This deadline also brought with it some key free agent signings. The big signing of the day is, of course, the Texans resigning star RB Arian Foster. To say that Foster has been a pleasant surprise would be an understatement. Foster was a beast in only 13 games last year where he piled up 1,224 yards and 10 touchdowns.

Fantasy owners in the Houston area are rejoicing.

The deal is for five years and is worth $43.5 million overall; $20.75 million of that is guaranteed. Beyond the obvious of this giving the Texans a chance at repeat postseason appearance, this signing (as well as one other) may have implications for other big-name free agents. The other signing is Bills WR Steve Johnson getting a five year, $36.25 million contract.

The player most likely affected by these deals in Pittsburgh WR Mike Wallace. The Steelers did not give the franchise tag to Wallace. that puts them in a big hole for resigning the young wideout. Wallace will most likely demand more money than what Johnson received from the Bills. That is not money that the Steelers can pay. It entirely possible that no team will try for Wallace.

Although not likely.....

It is also possible, with the Pats tagging Welker, that they are trying to keep room open for Mike Wallace. Wallace would the Patriots a scary group of targets for Brady and something they have not had in while: a deep threat. The Bengals are also another team that may have interest. Since the Steelers are only putting a franchise tender on Wallace, that gives these teams an opportunity to go after the speedster (did I mention that he’s fast?).

The Steelers are only $10 million under the cap limit thanks to the plethora of cuts they have made in the last week. Even with that kind of money it is not a given that the Steelers can compete with the Bengals or Patriots in a bidding war over Wallace. Time will tell, but the hits may be far from over for the Steelers organization.

Bounty Hunters

I know that there has been a lot of talk in recent days about the New Orleans Saints and their bounty program. Believe me I will be covering it. I am just soaking in the details and waiting for me concrete details to come out. If it is true then its truly one of the more despicable things to come out of the NFL in recent years.

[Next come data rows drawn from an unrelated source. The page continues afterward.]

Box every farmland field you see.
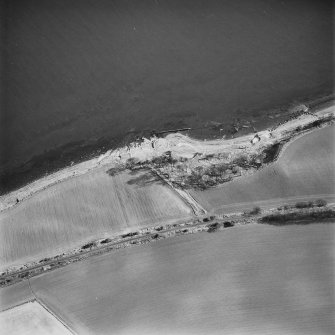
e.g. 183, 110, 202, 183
0, 302, 71, 335
192, 126, 335, 213
0, 281, 34, 312
0, 168, 191, 268
27, 224, 335, 335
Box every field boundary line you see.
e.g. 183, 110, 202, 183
150, 167, 207, 216
36, 298, 77, 335
0, 295, 36, 313
211, 193, 335, 211
28, 278, 77, 335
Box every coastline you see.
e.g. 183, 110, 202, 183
0, 104, 335, 212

The concept of paying a player extra money to injure someone goes against everything sports should stand for. I will not speculate in this blog what potential repercussions should be for the Saints. But I will say this: if the allegations are true (and it looks like they are) then the Saints need a clean house. Now.

I will be posting more on this in the coming days. And yes, ESPN, this is worse than Spy Gate. I would rather see a team cheat then do this. But more on that later. Until then, have a happy Monday everyone!